RE: [css3-images] asymmetric radial gradients

SVG's clamping is described here:

http://www.w3.org/TR/SVG/pservers.html#RadialGradients
# If the point defined by 'fx' and 'fy' lies outside the circle defined
# by 'cx', 'cy' and 'r', then the user agent shall set the focal point
# to the intersection of the line from ('cx', 'cy') to ('fx', 'fy') with
# the circle defined by 'cx', 'cy' and 'r'.
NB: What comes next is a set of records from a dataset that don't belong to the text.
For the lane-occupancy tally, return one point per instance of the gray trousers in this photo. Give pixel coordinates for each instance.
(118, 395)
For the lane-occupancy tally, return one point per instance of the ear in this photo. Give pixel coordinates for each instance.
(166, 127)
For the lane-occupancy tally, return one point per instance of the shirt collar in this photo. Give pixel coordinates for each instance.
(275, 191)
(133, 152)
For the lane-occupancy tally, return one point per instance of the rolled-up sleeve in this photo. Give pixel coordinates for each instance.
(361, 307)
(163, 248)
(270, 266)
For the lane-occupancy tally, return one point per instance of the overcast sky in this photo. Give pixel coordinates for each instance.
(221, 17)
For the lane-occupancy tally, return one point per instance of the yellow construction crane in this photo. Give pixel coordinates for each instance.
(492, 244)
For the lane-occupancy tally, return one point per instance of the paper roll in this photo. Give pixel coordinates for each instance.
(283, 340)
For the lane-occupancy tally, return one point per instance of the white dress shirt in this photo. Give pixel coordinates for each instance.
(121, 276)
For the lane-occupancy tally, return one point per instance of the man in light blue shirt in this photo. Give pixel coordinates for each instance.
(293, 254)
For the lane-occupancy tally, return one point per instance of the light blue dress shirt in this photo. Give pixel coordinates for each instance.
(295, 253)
Granted that SVG doesn't capture the elliptical case directly here, but with a transform applied (or coordinate system with aspect ratio other than 1) the ellipse scenario can be represented via SVG.

-Brian


-----Original Message-----
From: Brian Manthos [mailto:brianman@microsoft.com] 
Sent: Monday, October 31, 2011 12:05 PM
To: fantasai; www-style@w3.org
Subject: RE: [css3-images] asymmetric radial gradients

fantasai:
>On 10/30/2011 11:27 PM, Brian Manthos wrote:
>> http://msdn.microsoft.com/en-us/library/dd368149(VS.85).aspx
>> In D2D, this is addressed with the gradientOriginOffset parameter:
>> "In the brush's coordinate space, the offset of the gradient origin relative to the gradient ellipse's center."
>>
>> To support it, it would be straighforward to expand the syntax from (one proposal):
>> radial-gradient(<size>  [at<position>]?,<color-stop>[,<color-stop>]+)
>>
>> to (another proposal):
>> radial-gradient(<size>  [at<position>  [offset<length>{2}]? ]?,<color-stop>[,<color-stop>]+)
>
> That seems reasonable... but what happens if the offset places the
> gradient center outside the 100% ellipse?
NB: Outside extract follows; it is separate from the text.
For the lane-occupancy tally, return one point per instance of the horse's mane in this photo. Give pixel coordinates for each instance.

I haven't fiddled with it, so I'd have to get back to you on the D2D answer.

That said, for CSS my instinct is....

We should clamp offset values to inside the ellipse (or do some other normalization).  Once the offset goes outside the ellipse it's becoming more of a conical gradient and thus doesn't really belong under the radial-gradient umbrella.

But this is just off the cuff, not deeply thought out.